/Neural-Network-CUDA

A neural network from scratch in CUDA/C++

Primary LanguageCuda

Neural network in CUDA/C++

Description

This is an implementation of a neural net, completely from scratch (including basic tensor operations like matrix multiplication), in CUDA/C++. You can find the accompanying blog for the code here.

Usage

The code is by no means efficient, so it is not a practical option and is meant for education purposes only. Nonetheless, here is an overview of the various classes & functions:

Deep Learning Modules

Everything is implemented in both pure C++ (under CPU/) and CUDA/C++ (under GPU/). The syntax remains virtually identical, and there are only two points to bear in mind when switching between C++ and CUDA/C++:

  1. C++ and CUDA/C++ modules end with the suffixes CPU and GPU respectively.
  2. Don't forget to allocate and destroy CUDA arrays via cudaMallocManaged and cudaFree
  • linear.h/Linear_SUFFIX:

    • Initiation:

      Required arguments: _bs (int, batch size), _n_in (int, number of input features), _n_out (int, number of output features) Optional argument: _lr (float, learning rate)

    • forward: Runs a linear forward pass (weights set with Kaiming initialization, biases set to zero)

      Required arguments: _inp (float*, the input data), _out (float*, holds the output)

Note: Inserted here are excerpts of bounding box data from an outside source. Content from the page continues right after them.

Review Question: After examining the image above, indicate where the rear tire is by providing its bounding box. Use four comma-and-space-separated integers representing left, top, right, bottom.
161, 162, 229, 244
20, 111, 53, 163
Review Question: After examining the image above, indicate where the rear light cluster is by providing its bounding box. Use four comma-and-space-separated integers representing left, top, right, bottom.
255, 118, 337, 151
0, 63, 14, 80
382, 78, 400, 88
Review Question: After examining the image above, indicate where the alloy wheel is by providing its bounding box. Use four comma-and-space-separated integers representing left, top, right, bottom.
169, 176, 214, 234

    • update: Stores a copy of the weights for later use, then updates them as well as the biases

    • backward: Stores the gradients of the loss with respect to the input in _inp, assuming _out contains the gradients of the loss with respect to the next layer's input (i.e. the next layer has called backward). The weights used are the ones saved during update, and the copies are deleted thereafter.

  • relu.h/ReLU_SUFFIX:

    • Initiation:

      Required argument: _sz_out (int, the number of elements it's given)

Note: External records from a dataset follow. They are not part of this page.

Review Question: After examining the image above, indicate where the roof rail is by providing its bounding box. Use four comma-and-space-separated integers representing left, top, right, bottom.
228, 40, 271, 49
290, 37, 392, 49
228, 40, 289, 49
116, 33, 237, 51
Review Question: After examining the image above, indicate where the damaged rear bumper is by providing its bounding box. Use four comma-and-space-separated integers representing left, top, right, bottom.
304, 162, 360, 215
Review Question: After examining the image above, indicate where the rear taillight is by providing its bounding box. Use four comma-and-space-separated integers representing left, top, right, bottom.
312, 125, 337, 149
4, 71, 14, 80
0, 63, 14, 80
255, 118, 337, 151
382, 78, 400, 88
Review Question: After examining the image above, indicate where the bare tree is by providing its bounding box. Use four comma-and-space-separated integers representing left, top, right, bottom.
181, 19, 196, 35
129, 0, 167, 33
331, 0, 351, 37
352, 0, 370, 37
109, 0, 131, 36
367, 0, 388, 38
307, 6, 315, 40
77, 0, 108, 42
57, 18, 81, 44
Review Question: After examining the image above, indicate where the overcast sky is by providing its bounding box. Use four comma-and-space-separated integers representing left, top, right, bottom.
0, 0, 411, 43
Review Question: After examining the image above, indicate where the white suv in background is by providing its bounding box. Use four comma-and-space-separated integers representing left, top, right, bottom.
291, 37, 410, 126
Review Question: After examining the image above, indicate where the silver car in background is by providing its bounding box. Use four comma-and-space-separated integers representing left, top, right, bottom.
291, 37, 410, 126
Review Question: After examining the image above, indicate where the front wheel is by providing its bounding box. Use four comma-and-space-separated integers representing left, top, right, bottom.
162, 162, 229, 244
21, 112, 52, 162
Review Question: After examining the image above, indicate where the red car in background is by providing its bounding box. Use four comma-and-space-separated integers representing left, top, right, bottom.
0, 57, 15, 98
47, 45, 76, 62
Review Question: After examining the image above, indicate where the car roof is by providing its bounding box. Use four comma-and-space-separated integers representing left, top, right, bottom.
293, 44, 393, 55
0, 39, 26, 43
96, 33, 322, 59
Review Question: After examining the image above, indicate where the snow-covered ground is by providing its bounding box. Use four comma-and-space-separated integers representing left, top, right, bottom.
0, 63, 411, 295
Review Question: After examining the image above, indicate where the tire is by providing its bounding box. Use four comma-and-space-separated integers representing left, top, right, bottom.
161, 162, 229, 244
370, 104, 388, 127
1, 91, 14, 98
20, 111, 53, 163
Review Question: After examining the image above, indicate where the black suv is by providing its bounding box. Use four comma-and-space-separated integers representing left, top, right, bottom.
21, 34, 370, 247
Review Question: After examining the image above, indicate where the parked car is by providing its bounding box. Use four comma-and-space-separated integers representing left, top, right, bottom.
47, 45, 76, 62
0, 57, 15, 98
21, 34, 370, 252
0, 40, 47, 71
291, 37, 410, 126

    • forward, backward: Like Linear_SUFFIX but for ReLU

  • mse.h/MSE_SUFFIX:

    • Initiation: Like ReLU

    • forward: Stores the predicted & target values for later use

      Required arguments: _inp (float*, the predicted values), _out (float*, the target values)

    • _forward: Calculates the MSE but does not store the predicted & target values, meaning forward must be called regardless of _forward

      Required arguments: Like MSE_SUFFIX but _out must have an extra element because the MSE will be saved in _out[sz_out]

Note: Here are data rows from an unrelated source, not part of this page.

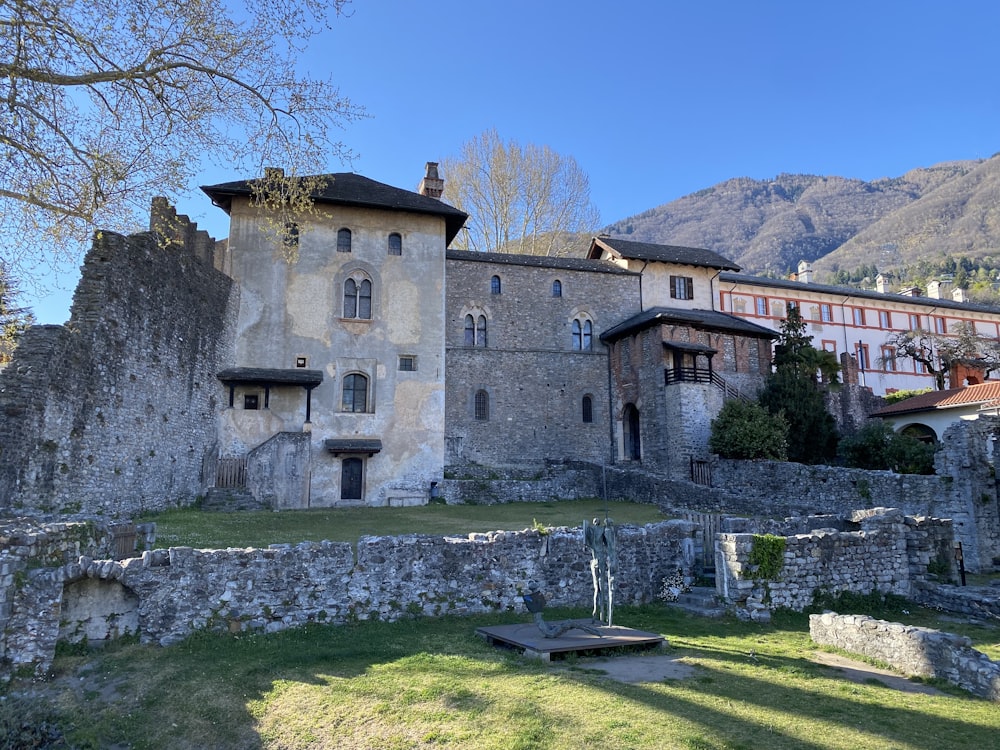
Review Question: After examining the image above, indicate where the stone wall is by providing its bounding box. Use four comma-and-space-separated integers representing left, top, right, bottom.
445, 251, 640, 465
809, 612, 1000, 701
0, 521, 695, 675
0, 211, 232, 517
716, 509, 953, 614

    • backward: Stores the gradients of the target values with respect to the predicted values in _inp

  • sequential.h/Sequential_SUFFIX:

    • Initiation:

      Required arguments: layers (std::vector<Module*>, layers to be sequenced)

    • forward: Feeds the input to the first layer, the output of that to the second layer, ...

      Required arguments: inp (float*, the input data), out, (float*, there for consistency and doesn't get used. The output is accesible via the last layer's out attribute)

    • update: Goes through layers in reverse and calls their update & backward methods (first the last layer's update, then its backward, then the second-to-last layer's update, then its backward, ...)

  • train_SUFFIX: Trains a network with gradient descent

    Required arguments: seq (Sequential_SUFFIX, the network), inp (float*, the input data), targ (float*, the target data), bs (int, batch size), n_in (int, number of input features), n_epochs, (int, number of epochs)

For end-to-end training with speed benchmakrs, please run main.cpp or main.cu for the CPU and GPU respectively.